私はドラゴンシールドで攻撃を受け止めた。


「ひょうがまじん…か」

「一匹だけみたいだから、さっさと片付けるよ。メラミ!」

『ガアアアアア!』


ひょうがまじんは一撃で息絶えた。


「さっすがエリシア!」

「……………」

「さあ、コーマ。早く家に」


私は頷き、家のドアを開けた。

…あれっ?鍵がかかっていない。


「ごめんくださぁい」

「ほう?こんな地までやって来る旅人がおったとは…。まあまあ、入りなさい」


老人が快く家の中へ招き入れてくれた。


「お爺さん。一人で暮らしてるんですか?」

「不思議かの?」

「ええ、まあ…」

「まあ、深い意味はないがの。ふぁっふぁっふぁっ」

「はあ…」

「お主ら、旅人なら、へんげの杖という物を知らないかの。ワシはそれが欲しくて欲しくて」

「どうしてですか?」

「へんげの杖は色んな生物に化けられる代物なんじゃ。ワシは、それでバニーガールになって、ぱふぱふしたいんじゃ!」

「Σぱふぱふ!?」

「そういう
使い方もあったのか…。爺さん、ただ者じゃないな…」


ラディルは少し溜め息混じりに、大きな袋からへんげの杖を取り出し、老人に手渡した。


「Σおほほほほほほほほほほ!?これがへんげの杖なのかの!?」

「ああ…」

「こ…これで、ワシも………むふふふふ」

「…さて、用事は済んだ。コーマ、行こう。年寄りの独り遊びを邪魔しちゃ不味い」

「そ…そうね…」

「そうじゃ!お礼をせねばな!」


老人は棚から何やら取り出した。

真っ白な棒………じゃない。


「きゃああああああああッ!!!!!」
「キャアッ!」


人間の骨だ!

私はエリシアと抱き合う。

何て物を持ってんのよ!このジジイ!


「これは“船乗りの骨”なんじゃ」

「船乗りの骨?」


ラディルが受け取り、訊いた。


「こうやって、糸に吊るして使うんじゃ」


ジジイ……いや、勇者が暴言を吐くなんて駄目ね…。

老人が船乗りの骨を糸に吊るすと…。


骨はくるくる回り、骨に文字が浮き出た。


「西に654、南に661。
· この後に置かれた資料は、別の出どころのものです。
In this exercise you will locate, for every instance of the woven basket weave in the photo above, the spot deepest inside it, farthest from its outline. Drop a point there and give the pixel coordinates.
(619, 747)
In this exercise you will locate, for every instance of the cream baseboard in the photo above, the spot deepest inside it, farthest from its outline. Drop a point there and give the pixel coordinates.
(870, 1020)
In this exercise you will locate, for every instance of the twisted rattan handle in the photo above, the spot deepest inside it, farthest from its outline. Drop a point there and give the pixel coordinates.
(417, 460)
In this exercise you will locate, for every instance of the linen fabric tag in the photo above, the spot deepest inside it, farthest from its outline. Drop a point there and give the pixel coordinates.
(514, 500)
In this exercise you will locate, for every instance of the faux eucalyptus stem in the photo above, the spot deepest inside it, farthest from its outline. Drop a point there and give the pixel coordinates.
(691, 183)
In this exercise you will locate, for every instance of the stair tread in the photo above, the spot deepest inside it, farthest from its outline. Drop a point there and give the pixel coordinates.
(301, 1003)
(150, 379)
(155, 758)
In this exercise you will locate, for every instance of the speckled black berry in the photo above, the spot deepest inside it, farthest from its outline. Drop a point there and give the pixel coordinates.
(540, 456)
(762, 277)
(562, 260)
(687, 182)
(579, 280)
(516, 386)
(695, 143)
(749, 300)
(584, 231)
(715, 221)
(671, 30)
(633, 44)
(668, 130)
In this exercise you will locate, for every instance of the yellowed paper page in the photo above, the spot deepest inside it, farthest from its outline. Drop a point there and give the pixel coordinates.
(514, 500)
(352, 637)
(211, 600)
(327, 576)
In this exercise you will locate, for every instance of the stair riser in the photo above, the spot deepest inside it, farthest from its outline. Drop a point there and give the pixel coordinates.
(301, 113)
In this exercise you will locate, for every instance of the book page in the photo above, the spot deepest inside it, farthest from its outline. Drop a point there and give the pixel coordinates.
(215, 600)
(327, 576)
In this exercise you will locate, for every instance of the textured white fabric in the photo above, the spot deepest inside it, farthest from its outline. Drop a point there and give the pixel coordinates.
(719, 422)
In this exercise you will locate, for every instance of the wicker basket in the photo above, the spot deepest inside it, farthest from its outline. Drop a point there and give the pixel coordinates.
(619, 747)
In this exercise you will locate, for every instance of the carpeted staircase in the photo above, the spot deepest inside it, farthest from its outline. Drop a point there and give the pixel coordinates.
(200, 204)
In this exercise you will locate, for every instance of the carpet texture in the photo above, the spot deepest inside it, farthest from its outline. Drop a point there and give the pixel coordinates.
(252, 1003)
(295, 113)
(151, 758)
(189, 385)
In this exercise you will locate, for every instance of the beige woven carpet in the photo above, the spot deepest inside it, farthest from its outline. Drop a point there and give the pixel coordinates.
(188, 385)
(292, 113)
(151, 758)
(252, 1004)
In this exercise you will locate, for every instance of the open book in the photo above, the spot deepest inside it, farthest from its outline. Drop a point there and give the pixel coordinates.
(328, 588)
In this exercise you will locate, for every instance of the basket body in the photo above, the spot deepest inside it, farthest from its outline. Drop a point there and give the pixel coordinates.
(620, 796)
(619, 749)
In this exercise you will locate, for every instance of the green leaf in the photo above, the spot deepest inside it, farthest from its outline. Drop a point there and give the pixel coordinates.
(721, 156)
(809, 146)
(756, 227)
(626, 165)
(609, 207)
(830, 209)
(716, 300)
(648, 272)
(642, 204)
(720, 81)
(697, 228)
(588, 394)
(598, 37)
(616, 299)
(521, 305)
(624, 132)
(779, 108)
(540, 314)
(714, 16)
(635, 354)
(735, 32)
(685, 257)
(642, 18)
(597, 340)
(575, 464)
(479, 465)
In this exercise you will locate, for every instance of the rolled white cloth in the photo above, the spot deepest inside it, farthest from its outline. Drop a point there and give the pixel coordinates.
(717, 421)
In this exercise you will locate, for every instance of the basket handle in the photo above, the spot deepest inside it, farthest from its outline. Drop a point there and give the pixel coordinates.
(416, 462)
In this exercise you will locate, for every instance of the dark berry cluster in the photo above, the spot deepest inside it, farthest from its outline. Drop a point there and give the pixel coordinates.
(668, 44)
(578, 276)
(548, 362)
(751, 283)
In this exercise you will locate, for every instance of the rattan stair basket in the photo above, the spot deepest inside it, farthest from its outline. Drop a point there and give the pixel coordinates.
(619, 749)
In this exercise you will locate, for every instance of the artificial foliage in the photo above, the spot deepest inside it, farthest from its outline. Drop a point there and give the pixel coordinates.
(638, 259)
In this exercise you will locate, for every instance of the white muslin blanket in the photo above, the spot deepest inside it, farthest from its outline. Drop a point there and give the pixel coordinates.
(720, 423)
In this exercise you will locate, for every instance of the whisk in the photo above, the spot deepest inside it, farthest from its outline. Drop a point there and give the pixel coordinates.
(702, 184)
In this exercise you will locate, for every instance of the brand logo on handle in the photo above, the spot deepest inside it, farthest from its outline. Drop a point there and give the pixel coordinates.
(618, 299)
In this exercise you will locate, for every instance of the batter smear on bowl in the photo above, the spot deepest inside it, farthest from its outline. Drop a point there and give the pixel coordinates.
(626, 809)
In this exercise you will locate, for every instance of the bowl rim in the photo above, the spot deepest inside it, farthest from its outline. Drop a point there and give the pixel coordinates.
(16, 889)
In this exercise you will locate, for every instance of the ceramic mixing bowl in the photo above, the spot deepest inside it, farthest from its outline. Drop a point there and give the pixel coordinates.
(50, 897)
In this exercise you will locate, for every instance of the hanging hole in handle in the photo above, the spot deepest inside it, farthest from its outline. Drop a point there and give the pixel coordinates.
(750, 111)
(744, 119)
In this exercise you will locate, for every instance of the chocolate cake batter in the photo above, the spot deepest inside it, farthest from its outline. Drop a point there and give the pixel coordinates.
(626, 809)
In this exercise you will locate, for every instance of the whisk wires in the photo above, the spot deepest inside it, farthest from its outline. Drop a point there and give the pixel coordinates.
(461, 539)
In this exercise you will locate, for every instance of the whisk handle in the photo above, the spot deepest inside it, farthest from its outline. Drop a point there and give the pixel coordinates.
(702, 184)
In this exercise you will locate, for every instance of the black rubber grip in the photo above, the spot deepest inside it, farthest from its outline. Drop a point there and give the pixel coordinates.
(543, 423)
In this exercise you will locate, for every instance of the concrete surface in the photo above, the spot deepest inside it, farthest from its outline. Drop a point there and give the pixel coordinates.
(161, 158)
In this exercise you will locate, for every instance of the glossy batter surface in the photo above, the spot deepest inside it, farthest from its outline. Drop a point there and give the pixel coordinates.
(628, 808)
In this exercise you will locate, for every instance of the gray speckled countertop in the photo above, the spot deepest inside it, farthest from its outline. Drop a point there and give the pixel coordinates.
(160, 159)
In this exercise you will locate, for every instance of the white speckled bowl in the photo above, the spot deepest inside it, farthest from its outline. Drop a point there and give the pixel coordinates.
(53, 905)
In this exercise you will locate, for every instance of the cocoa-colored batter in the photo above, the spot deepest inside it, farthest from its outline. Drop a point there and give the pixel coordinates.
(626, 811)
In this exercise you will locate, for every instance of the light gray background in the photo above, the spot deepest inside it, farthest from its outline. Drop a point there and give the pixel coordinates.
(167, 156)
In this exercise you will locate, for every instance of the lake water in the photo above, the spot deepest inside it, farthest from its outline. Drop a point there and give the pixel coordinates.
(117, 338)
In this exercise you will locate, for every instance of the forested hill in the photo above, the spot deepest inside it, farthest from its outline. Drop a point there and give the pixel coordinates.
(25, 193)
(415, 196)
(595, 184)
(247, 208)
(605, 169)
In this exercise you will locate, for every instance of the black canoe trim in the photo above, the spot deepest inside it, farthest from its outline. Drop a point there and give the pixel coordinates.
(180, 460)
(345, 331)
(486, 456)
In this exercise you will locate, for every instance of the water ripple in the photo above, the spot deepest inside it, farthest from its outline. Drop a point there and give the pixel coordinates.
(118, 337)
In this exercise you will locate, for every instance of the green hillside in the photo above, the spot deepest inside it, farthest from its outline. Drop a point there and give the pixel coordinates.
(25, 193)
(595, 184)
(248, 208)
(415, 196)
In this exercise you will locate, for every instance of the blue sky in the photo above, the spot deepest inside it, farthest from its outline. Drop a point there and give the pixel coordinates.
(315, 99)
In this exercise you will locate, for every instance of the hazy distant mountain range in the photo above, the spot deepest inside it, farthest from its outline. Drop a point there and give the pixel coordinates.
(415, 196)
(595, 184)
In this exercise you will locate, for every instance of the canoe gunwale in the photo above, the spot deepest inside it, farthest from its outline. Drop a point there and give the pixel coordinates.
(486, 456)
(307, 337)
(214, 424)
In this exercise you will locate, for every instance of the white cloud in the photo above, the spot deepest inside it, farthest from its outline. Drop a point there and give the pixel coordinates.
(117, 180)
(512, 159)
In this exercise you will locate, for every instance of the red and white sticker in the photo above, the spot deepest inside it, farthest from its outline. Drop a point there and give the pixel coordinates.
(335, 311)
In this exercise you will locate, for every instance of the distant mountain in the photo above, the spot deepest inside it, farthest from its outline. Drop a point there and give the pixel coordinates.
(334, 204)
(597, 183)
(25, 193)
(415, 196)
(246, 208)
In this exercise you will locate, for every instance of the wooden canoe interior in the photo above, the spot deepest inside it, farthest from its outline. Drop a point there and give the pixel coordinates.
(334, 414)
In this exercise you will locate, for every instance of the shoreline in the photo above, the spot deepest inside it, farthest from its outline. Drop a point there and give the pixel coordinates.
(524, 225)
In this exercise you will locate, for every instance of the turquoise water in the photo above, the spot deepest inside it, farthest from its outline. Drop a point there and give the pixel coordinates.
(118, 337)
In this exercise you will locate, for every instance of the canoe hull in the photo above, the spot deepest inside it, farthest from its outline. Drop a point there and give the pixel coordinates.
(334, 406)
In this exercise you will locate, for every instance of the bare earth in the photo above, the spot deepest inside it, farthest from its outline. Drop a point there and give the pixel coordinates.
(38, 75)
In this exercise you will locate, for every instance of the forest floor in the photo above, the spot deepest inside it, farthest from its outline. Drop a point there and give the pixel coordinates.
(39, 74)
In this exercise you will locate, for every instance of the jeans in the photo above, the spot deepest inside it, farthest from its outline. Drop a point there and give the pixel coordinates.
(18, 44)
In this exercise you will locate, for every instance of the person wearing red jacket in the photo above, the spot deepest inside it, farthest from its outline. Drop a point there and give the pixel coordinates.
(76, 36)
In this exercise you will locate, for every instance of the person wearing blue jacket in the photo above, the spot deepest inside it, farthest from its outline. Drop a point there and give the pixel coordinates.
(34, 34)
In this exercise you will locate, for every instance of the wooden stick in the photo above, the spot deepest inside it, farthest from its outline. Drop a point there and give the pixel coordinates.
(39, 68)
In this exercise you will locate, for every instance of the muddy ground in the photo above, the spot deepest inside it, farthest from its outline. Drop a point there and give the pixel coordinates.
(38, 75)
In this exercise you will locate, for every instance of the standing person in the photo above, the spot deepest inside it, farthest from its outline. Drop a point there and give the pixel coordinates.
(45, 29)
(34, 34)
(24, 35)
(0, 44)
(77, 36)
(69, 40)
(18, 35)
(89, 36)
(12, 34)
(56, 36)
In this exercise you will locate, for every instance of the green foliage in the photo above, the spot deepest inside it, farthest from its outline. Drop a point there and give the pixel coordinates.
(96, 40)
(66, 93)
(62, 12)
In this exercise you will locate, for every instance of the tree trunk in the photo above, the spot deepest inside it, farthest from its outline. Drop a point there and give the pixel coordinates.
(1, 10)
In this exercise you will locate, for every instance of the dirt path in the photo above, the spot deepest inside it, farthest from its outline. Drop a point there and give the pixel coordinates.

何だこれ」

「幽霊船の場所を指し示すんじゃ。あいにく、ワシは見たことがないがの」

「幽霊船か…。有り難く頂戴するよ」



私達は家を出た。


「ラディル……。気持ち悪くないの?人骨だよ?」

「気味は悪いけどね…。ゴホッ、ゴホッ」

「風邪でも引いたのかい?」

「…そうみたいだな。そんなことより、モロゾフさんを探さないと…」

「ラディル……?」

「俺の推測が正しければ、モロゾフさんはあそこにいるのかも…」

「あそこ?」

「ルーラ!」


一瞬にしてアリアハンに着いた。


「ど…どういうこと?」

「………ああ、そういうことかい。アンタにばっかり頭を使わしちまって…悪いね」

「気にするな。少し待っていてくれ。ゴホッ、ゴホッ…」


乾いた咳をしながら、ラディルは街へ入って行った。


「そもそも、アタシらは勇者と戦いたいからルイーダの酒場に登録したんだ。もし、勇者とはぐれて一人になったら戻って来るって決めていたからね」

「へぇ…」


しばらく経ってから、ラディルがモロゾフさんを連れて戻って来た。